The CEO of Toyota, Katsuaki Watanabe, was recently interviewed and written up in an article in the Wall Street Journal . Watanabe was also recently interviewed in the July-August edition of the Harvard Business Review. In the interviews, Watanabe talks about radical innovation: he describes the idea of building a dream car that cleans the environment, prevents accidents, can travel the world on a single tank of gas, and of course is cheap and high quality.
Watanabe’s talk of innovation – and his use of the Japanese word Kakushin for it – has triggered some discussion on the blogosphere. In particular, there has been interest regarding the relationship of Kaizen (continuous improvement) to Kakushin (innovation) and Kaikaku (revolutionary change). See for example here and here.
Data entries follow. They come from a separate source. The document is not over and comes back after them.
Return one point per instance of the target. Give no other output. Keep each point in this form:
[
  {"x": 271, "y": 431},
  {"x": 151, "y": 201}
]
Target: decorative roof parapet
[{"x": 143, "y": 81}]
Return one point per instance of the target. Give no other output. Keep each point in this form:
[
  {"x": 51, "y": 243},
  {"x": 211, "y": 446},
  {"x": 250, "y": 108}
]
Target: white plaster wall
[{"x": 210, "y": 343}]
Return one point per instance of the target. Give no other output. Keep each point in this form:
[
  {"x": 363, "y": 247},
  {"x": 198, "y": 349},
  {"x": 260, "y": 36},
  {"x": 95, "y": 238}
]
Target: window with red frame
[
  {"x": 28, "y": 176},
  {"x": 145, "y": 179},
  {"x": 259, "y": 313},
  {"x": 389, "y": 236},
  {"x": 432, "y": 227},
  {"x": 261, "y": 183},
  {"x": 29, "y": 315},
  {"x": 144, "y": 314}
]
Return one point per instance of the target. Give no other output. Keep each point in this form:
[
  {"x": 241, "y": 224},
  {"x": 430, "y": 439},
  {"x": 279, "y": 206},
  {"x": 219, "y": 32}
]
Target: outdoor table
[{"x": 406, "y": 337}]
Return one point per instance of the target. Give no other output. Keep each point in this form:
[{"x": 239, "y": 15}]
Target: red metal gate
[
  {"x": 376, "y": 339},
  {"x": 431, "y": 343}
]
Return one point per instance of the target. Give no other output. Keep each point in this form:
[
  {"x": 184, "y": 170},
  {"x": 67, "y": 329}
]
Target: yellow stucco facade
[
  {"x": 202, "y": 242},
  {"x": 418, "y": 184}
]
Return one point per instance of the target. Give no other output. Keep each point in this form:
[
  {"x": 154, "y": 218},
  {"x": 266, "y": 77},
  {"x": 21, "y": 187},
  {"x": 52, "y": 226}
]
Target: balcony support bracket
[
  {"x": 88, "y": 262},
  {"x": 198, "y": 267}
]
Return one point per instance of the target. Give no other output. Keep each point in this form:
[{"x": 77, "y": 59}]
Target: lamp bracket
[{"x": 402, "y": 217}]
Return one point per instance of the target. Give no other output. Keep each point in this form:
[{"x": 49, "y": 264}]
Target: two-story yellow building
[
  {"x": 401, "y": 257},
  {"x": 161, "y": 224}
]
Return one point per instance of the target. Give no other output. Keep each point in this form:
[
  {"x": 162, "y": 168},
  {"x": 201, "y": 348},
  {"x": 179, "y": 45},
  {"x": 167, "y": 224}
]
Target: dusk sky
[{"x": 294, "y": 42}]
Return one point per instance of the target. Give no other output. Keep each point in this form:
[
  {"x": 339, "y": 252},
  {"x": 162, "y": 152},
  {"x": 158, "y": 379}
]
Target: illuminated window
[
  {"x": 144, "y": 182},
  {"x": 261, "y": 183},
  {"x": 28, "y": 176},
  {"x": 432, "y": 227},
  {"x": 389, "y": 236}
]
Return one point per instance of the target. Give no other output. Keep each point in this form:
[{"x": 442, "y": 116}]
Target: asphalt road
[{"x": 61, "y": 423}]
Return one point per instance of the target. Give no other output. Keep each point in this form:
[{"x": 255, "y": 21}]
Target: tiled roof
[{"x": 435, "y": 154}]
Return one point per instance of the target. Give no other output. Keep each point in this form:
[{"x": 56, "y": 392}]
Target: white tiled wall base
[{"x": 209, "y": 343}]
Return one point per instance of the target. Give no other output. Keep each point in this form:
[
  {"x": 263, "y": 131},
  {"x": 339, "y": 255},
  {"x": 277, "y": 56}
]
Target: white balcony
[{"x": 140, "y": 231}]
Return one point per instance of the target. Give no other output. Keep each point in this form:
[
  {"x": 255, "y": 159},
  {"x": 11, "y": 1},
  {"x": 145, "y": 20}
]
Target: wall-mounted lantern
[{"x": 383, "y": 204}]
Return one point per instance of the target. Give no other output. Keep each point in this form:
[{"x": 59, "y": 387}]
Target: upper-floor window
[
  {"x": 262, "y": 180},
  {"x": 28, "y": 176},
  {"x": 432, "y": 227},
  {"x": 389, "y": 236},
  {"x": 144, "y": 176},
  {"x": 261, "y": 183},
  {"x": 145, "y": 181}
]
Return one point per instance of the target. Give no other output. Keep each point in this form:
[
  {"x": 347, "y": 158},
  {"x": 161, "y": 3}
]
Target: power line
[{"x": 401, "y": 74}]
In his book Kaizen, Imai described innovation as more of a Western approach. Japanese innovation is often described in terms of Kaizen only, so it is interesting to see radical, breakthrough innovation described from the Japanese perspective by the company that made Kaizen famous.
When I was 18 I won a scholarship from Toyota, and had a chance to visit their plant in Kentucky. I was so impressed with their systems of Kaizen. I think their way of managing workers continues to be innovative, if not solely for the reason that they value ideas from everybody, especially the shift workers. Toyota has always seen that ideas have value, and rewarded good ideas according to the profit it made the company. If some companies would just apply kaizen "continuously improving" to their management they would experience innovation in their products and processes.
I think Japan is catching on to the disruptive innovation movement, and I can see that new disruptive products will be produced very soon, as long as the CEOs are willing to take the risk.